The case of the Nagar Mahapalika is that under the provisions of Section 577(a) of the Act, inter alia, any bye-law or registration framed under the Municipalities Act in so far as it is not inconsistent with the provisions of the Act would continue to be in force until it is superseded by any bye-law, or. . . .issued, imposed or granted under the Act or any other laws, as the case may be. Itis contended that the impugned bye-laws which were made under the provisions of the Municipalities Act, not being inconsistent with the provisions of the Act, would be deemed to be in force and inasmuch as they have not been so far superseded, they continue to exist. Mr. Banerji's contention is that the impugned bye-laws are inconsistent with the provisions of the Act We are unable to accept this submission. The Act does contemplate the regulation of trades and the imposition of fees. It is true that there is nothing in the Act which would completely correspond to Section 298 of the Municipalities Act, but in substance and spirit, the principles underlying Section 298 of the Municipalities Act have been incorporated in the Act also.

Mr. Banerji's submission is that inasmuch as under the provisions of Section 451 of the Act it is the Mukhya Nagar Adhikari who can grant a licence and impose a fee, the requirement of a licence and the payment of fee under a bye-law militates against the statutory, functions of the Mukhya Nagar Adhikari and thus the existence of the impugned bye-laws is inconsistent with the provisions of the Act. We are unable to accept this submission. What Section 451 of the Act provides for is the administrative enforcement of the rules, regulations, bye-laws and other statutory provisions requiring the taking of a licence and the payment of fees and not the power to make statutory provisions or pass statutory orders requiring the taking of a licence and the payment of fees. The Mukhya Nagar Adhikari can act only in the executive field and not the legislative one. Sub-section (1) of Section 451 only deals with the power of granting a licence which should not be confused with the power of either requiring a licence to be taken or the power to levy a fee or for prescribing conditions under which a licence is required to be taken and fee to be paid. No other provision was brought to our notice by Mr. Banerji in order to support the submission made by him that the impugned bye-laws are inconsistent with the provisions of the Act.

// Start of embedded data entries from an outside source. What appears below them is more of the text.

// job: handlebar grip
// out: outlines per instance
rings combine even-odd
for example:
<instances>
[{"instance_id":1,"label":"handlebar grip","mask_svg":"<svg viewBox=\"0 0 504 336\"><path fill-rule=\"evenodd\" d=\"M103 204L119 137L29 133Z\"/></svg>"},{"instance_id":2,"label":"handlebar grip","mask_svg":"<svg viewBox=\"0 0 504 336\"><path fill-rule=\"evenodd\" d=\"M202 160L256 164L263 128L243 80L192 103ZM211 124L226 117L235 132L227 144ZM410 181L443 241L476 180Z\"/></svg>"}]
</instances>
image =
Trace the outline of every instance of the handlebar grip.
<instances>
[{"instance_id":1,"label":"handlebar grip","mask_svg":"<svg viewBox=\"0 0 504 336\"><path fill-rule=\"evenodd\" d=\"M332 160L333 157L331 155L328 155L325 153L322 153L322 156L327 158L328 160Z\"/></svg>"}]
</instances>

We have already said above that the provisions of Section 581 of the Act clearly repealed the Municipalities Act for Lucknow and some other cities but by virtue of Section 577 (a) of the Act, the bye-laws framed under the Municipalities Act still continue to remain in force. The provisions of Section 24 of the U.P. General Clauses Act are similar to Section 577 (a) of the Act and would have kept alive the impugned bye-laws even though Section 577(a) of the Act may not have been there. Section 24 of the U.P. General Clauses Act reads as follows:

'24. Continuation of appointments, notifications, orders etc., issued under enactments and repealed and re-enacted. Where any enactment is repealed and re-enacted by an Uttar Pradesh Act, with or without modification then, unless it is otherwise expressly provided, any appointment, notification, order, scheme, rule, form or bye-law, made or issued under the repealed enactment shall, so far as it is nor inconsistent with the provisions re-enacted, continue in force, and be deemed to have been made or issued under the provisions so re-enacted, unless and until it is superseded by any appointment, notification, order, scheme, rule, form or bye-law made or issued under the provisions so re-enacted.'

In this connection we would also like to reproduce below the provisions of Section 541 of the Act so far as relevant for our purposes:

'541. Bye-laws for what purpose to be made. The Mahapalika may from time to time make bye-laws, not inconsistent with this Act and the rules, with respect to the following matters, namely:

(36) Securing the protection of public markets, gardens, public parking places add open spaces vested in or under the control of the Mahapaiika from injury, or misuse, regulating their management and the manner in which theymay be used by the public and providing for the proper behaviour of persons in them;

(41) fixing of fees for any licence, sanction or permission to be granted by or under this Act:

(49) Carrying out generally the provisions and intentionsof this Act.'

Clause (36) of Section 541 incorporates the main provisionsof Sections 291, 292, 293 and 298 of the Municipalities Act. Clause (41) of that Section is almost in the same terms as Section 294 of the Municipalities Act and Clause (49) is analogous to Sub-section (1) of Section 298 of the Municipalities Act. It appears that the provisions which were scattered in the Municipalities Act have been all brought together in Section 541 of the Act. Under the provisions of Clause (41) of Section 541 of the Act, a Mahapaiika can make a bye-law fixing a fee for any licence sanction or permissions and under the provisions of Clause (49), it can frame a bye-law for carrying out the provisions and intentions of the Act. Section 114 of the Act deals with the obligatory duties of the Mahapaiika and Section 115 with its discretionary functions.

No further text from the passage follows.